Working on flexibility
West Side Talkers, the Toastmasters group that I belong to, includes improv exercises in our monthly meeting. Afterwards, people often remark that improv should be something everyone studies in school.
That’s especially true right now, as the world goes through this period of rapid change.
The guest on this week’s episode of the Hello Monday podcast, Lisa Bodell, suggested a couple of exercises to help with flexibility:
Exercise 1: Align on the definition of Meaningful Work
With your team, discuss and come to agreement on the definition of Meaningful Work. And then use that definition to evaluate the importance of each component of your work – and how you do that work.

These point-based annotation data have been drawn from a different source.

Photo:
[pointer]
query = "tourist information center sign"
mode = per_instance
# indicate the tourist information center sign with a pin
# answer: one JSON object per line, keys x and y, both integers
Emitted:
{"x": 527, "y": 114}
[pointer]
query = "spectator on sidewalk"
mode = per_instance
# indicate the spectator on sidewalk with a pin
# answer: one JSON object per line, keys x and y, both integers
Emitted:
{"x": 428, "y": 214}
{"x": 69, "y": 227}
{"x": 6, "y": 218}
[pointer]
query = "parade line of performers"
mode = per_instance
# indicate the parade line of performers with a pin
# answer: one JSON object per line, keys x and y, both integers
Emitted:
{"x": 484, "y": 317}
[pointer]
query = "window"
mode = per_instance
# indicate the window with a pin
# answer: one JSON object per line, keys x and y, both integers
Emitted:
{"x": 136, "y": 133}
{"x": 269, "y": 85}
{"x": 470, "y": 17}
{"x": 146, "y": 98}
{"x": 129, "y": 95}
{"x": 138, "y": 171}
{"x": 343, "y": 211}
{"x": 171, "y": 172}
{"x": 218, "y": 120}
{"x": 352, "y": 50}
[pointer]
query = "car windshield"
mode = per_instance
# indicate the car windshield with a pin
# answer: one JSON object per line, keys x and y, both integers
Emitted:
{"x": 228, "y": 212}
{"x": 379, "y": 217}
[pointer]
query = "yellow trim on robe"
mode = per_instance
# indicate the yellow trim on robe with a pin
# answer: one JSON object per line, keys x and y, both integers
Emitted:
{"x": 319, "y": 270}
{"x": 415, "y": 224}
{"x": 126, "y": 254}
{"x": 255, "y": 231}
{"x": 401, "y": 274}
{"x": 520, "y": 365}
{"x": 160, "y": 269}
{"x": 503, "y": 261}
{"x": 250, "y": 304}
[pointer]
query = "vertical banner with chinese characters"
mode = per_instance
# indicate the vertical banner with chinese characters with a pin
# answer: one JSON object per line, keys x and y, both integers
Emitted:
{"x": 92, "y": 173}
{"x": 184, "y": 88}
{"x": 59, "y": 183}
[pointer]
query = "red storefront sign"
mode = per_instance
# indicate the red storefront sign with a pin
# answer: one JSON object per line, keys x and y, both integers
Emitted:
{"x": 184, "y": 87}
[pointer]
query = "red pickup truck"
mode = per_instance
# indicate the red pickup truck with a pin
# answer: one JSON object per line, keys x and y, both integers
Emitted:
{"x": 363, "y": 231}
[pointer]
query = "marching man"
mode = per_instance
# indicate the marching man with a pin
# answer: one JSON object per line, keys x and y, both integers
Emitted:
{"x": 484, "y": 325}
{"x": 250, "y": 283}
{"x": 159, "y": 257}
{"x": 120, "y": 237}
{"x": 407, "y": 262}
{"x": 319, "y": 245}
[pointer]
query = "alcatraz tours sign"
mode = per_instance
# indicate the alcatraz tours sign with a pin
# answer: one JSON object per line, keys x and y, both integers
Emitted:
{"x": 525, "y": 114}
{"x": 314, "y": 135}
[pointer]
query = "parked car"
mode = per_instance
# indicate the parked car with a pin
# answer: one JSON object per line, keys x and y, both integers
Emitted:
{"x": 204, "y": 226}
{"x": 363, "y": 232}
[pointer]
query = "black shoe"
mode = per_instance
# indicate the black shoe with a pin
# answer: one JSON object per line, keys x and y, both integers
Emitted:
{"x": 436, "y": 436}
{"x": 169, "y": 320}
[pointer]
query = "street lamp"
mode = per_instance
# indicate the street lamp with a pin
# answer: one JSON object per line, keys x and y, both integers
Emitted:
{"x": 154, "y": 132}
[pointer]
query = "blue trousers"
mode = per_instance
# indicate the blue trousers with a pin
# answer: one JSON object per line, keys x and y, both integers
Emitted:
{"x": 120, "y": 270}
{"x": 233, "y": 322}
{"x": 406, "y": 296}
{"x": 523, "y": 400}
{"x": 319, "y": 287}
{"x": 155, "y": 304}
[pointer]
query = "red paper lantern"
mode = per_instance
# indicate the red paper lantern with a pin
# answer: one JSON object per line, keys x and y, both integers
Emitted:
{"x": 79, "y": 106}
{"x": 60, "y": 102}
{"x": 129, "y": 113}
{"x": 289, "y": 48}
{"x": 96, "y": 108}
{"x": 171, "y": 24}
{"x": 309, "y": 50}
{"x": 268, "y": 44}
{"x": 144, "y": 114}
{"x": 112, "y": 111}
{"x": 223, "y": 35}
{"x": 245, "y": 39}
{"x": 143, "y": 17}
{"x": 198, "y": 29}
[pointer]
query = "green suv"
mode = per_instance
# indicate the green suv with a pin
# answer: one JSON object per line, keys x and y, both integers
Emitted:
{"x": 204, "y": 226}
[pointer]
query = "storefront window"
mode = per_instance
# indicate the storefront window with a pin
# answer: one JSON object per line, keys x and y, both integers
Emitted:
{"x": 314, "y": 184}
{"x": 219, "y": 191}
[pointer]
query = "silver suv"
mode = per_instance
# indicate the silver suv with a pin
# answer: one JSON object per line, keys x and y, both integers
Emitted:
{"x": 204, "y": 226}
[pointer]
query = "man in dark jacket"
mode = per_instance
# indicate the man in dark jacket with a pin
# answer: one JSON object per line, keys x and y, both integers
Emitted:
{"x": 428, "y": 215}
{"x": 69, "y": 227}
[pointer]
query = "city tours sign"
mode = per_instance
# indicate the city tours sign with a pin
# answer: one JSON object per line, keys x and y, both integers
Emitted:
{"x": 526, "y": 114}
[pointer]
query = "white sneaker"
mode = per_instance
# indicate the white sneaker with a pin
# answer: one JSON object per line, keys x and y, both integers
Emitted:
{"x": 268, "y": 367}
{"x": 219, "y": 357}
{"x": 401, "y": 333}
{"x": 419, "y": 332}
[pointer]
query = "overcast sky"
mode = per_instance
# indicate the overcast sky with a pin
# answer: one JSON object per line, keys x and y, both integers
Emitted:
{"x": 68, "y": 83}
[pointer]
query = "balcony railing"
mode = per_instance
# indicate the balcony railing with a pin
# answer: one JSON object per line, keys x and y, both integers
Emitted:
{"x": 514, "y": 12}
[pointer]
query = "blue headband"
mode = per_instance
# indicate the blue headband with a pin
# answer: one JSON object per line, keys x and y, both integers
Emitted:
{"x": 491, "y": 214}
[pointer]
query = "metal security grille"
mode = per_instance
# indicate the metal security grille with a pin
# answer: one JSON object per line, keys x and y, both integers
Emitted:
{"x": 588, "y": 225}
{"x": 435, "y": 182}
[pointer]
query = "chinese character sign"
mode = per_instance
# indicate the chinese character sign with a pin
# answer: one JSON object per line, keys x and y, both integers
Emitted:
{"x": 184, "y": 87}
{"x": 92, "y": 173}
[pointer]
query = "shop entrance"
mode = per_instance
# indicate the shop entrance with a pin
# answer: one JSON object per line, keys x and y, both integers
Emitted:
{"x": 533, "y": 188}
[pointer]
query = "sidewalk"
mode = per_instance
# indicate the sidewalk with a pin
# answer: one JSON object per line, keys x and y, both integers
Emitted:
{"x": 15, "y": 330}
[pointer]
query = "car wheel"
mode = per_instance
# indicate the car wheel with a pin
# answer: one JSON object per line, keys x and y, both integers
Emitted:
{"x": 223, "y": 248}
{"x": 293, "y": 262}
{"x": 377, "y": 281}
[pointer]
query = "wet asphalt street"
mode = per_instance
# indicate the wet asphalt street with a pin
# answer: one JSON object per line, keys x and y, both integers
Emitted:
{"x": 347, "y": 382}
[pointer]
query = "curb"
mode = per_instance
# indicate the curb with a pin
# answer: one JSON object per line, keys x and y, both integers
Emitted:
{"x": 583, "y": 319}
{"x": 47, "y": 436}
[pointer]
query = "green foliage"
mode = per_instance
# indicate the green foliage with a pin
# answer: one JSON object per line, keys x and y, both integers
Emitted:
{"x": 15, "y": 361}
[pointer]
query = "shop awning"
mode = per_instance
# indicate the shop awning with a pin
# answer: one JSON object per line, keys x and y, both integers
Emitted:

Does this project contribute to meaningful work? Does this meeting? How about that report or that task?
Focusing on meaningful work helps your team feel that they are not wasting their time. And it helps them eliminate work that is a waste of time.
Exercise 2: Practice sailing with different winds
Come up with a scenario and practice coming up with positive solutions. Bodell used an example of a bowling alley that is supposed to open this weekend and runs into a few problems:
- Problem: Our bowling balls aren’t going to arrive in time!
- Solution: That’s great! We’ll use cantaloupe – that will give us a competitive advantage because no one else will have cantaloupe.
- Problem: They shipped us pins that are designed to explode on impact.
- Solution: Awesome! No one else has exploding pins. And, when the cantaloupe hit them, we’ll end up with fruit salad!
You laugh, but one of the best event managers I ever worked with was a master at this. I could throw any insane problem at Brian and less then a second later, he would have some fabulous way to make lemons out of lemonade. His ability to think positively and pivot saved many a conference – and kept his conference owner (me) calm. It was a joy to work with him and he inspired me every day that I worked with him.
Become someone it is a joy to work with.
And visit Death Valley in November. It’s really beautiful.